In the United States, opioid addiction is an epidemic. We are all to familiar with stories of an over-prescription of pain killers leading to addiction but our fear of opioids is also causing millions to suffer in pain.
Michael Plant, a PhD candidate at the University of Oxford, addresses the under-prescription of opioids in middle- and low-income countries:
The World Health Organisation estimates that 40 million people are in need of palliative care every year and of those who need it, only 14 percent receive the care.
Access to essential pain relief is distorted. A Lancet 2017 study reported that the United States has access to 31 times as much pain relief needed by patients while Haiti receives less than one percent of what is needed. According to the study, 25 million people die in pain every year without access to pain relief.
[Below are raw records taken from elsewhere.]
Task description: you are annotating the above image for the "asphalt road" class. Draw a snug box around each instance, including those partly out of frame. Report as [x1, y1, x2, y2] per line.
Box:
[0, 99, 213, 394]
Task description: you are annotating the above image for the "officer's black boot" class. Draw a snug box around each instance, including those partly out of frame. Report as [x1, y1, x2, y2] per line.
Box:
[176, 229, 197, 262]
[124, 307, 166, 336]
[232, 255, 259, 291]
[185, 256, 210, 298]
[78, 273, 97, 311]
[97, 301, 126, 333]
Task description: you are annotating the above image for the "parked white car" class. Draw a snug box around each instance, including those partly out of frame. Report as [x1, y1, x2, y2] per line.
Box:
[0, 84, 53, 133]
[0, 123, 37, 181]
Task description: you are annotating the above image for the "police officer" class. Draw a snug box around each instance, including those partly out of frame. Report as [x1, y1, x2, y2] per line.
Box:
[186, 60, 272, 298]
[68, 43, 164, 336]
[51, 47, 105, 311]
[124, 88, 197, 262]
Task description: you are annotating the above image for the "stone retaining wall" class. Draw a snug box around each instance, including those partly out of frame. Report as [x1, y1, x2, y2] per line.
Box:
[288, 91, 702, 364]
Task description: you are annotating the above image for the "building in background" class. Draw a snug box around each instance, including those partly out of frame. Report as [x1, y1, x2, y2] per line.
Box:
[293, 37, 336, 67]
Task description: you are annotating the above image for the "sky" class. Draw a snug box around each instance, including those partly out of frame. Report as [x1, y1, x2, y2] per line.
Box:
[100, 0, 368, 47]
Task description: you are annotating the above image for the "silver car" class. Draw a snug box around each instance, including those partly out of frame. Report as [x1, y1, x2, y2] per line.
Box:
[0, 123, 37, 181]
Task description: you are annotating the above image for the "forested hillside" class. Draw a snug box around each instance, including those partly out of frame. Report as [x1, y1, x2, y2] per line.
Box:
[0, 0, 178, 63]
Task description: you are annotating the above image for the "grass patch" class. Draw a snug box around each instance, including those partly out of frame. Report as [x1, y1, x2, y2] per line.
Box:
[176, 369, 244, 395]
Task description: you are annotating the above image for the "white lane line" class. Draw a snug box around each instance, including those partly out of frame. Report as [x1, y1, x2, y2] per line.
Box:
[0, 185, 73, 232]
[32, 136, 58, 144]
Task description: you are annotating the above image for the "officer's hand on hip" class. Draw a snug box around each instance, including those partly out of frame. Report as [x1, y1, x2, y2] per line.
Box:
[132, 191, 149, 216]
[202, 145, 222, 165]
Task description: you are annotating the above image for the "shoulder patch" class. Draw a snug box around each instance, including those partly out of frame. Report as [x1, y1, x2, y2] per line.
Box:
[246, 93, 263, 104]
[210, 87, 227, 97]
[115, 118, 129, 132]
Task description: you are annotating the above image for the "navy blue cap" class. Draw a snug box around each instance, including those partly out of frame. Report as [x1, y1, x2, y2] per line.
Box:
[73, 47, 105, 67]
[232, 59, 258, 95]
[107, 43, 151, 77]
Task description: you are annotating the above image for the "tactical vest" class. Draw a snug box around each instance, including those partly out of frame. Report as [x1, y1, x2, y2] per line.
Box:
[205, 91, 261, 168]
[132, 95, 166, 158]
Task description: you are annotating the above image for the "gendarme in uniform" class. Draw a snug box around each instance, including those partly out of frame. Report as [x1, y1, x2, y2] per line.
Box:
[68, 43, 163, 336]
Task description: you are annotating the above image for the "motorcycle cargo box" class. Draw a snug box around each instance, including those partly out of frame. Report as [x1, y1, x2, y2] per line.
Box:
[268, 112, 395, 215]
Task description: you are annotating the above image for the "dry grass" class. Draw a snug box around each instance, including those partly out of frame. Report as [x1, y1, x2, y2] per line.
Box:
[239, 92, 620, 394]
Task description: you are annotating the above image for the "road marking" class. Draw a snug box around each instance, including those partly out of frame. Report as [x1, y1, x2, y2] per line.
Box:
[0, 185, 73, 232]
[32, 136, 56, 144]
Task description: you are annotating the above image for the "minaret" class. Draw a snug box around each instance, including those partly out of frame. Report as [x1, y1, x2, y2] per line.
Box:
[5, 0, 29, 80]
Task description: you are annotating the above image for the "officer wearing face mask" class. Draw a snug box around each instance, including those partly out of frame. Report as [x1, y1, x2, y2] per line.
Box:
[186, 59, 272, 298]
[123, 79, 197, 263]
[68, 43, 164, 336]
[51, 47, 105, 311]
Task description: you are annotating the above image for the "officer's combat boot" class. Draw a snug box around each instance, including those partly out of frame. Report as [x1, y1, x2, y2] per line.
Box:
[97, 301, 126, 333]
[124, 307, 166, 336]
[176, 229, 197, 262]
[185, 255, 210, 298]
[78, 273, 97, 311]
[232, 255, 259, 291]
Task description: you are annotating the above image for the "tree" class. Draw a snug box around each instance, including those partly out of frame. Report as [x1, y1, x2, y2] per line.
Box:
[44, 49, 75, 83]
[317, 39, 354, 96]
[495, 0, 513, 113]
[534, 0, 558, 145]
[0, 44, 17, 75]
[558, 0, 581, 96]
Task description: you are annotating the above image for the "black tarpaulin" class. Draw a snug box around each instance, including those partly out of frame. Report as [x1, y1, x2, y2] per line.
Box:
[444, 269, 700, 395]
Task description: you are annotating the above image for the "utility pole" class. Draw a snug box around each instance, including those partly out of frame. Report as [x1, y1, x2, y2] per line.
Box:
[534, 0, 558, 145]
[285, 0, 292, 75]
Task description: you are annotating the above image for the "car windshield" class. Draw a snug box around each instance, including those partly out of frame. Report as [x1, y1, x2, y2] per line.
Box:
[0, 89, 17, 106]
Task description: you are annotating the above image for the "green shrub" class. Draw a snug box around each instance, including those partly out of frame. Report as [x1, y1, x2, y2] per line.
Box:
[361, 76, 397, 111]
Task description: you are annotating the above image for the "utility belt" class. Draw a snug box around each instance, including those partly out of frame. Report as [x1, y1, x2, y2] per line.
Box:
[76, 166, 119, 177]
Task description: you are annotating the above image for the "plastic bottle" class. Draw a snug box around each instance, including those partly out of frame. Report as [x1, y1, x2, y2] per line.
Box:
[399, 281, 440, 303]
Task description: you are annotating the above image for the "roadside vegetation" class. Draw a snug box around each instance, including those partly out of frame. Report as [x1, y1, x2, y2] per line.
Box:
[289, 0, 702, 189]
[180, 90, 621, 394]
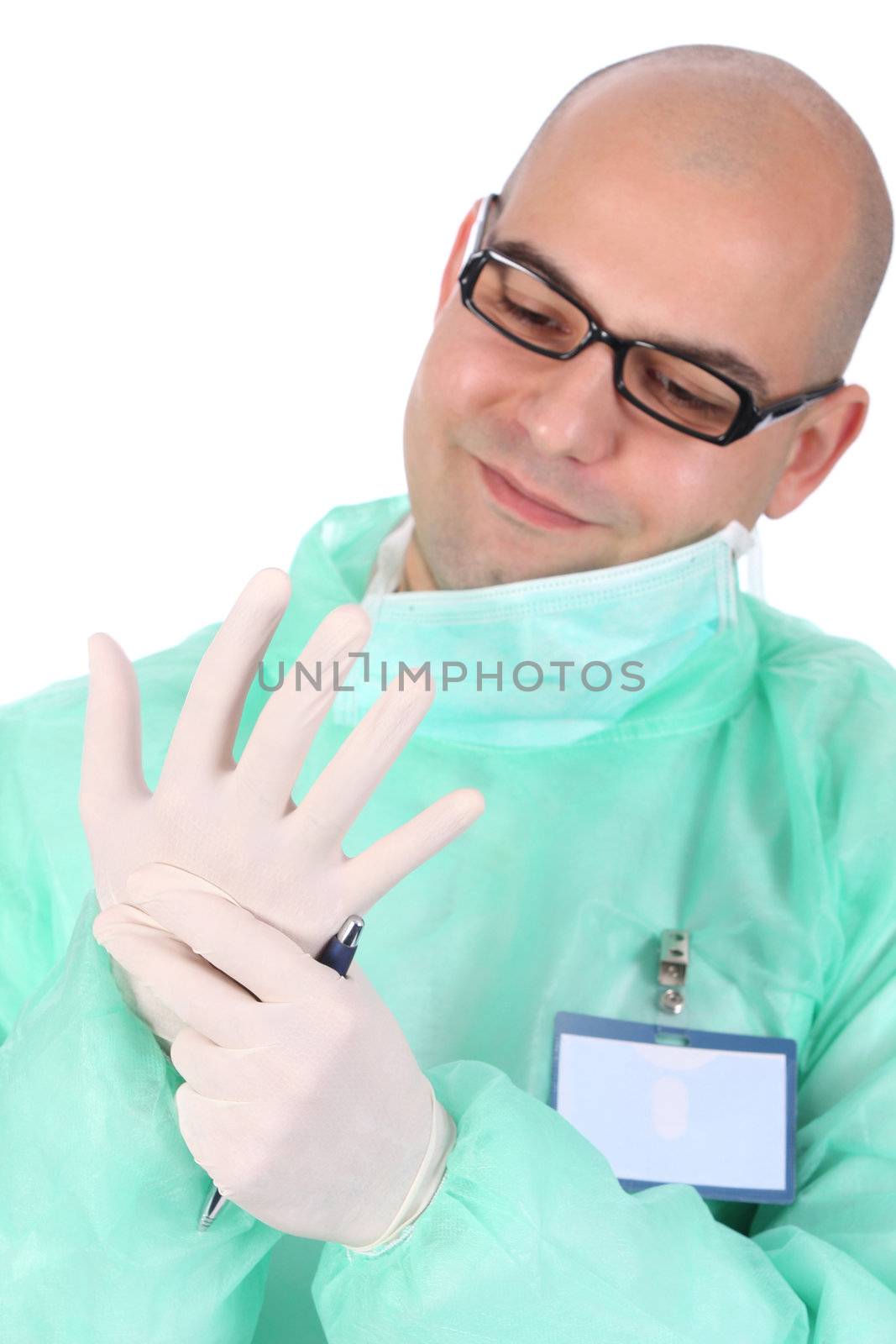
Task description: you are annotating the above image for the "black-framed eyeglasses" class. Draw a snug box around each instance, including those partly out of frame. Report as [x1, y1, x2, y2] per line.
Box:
[459, 192, 844, 446]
More shocking is that the issue here isn’t money. It’s policy. Restrictive regulations fueled by a fear of unintended opioid use and lack of awareness are building barriers for people who desperately need pain relief to receive it. Countries have a tough balancing act of insuring necessary access to pain relief while avoiding an abuse crisis.
Uganda answers this balancing act by distributing bottles of morphine diluted in water to help prevent addiction. A person would have to drink gallons to get high. As reported in the New York Times, these bottles are given to those in need by a private charity, Treat the Pain and the government absorbs the cost so it is free for patients.
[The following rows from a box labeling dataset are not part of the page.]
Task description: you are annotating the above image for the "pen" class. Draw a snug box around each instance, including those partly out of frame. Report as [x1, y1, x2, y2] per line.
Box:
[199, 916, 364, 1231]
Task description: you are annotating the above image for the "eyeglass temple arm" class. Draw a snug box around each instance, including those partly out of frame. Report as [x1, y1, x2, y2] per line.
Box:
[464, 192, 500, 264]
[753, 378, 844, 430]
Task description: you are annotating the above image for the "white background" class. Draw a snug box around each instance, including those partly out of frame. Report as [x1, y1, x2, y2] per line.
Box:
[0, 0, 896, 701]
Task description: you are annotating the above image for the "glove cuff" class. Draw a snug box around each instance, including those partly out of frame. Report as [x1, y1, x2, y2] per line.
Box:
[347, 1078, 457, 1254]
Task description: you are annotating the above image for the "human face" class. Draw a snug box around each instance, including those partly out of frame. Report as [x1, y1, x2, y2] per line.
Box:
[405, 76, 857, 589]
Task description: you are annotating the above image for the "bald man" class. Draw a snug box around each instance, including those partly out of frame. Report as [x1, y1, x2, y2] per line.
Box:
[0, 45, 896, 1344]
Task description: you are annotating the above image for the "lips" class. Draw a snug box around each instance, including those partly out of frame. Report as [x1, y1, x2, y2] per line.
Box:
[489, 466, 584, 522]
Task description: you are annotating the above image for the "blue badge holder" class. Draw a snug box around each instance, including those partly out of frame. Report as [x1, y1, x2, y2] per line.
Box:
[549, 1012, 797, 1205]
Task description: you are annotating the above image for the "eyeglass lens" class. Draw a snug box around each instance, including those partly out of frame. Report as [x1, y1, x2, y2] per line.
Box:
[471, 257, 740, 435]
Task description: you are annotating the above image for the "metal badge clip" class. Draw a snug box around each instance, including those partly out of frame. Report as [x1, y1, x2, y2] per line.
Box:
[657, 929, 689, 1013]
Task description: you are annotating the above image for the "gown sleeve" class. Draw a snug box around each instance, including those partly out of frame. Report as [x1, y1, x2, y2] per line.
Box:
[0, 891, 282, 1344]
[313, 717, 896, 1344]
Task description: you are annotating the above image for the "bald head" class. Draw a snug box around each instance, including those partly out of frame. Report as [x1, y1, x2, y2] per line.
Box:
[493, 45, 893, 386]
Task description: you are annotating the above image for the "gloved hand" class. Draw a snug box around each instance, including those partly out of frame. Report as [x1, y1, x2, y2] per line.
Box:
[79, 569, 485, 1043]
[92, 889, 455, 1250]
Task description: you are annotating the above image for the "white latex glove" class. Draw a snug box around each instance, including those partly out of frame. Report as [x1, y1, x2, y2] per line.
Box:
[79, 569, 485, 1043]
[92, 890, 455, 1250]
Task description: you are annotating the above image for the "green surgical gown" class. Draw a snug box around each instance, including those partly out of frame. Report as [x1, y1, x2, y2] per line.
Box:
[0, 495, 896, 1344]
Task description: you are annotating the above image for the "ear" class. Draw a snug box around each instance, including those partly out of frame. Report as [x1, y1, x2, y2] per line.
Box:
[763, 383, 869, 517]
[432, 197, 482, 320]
This isn’t a new solution, Treat the Pain partnered with Hospice Africa, started distributing oral morphine solutions in 2011. Uganda has ranked 35th out of 80 countries and second in Africa in the 2015 Quality of Death Index from the Economist Intelligence Unit. So why aren’t other countries following suit? Uganda is inspiring laws and policies for several countries but the low-cost solution is not popular largely because of lack of awareness and infrastructure and frustratingly because of the fear of the word 'opioid'.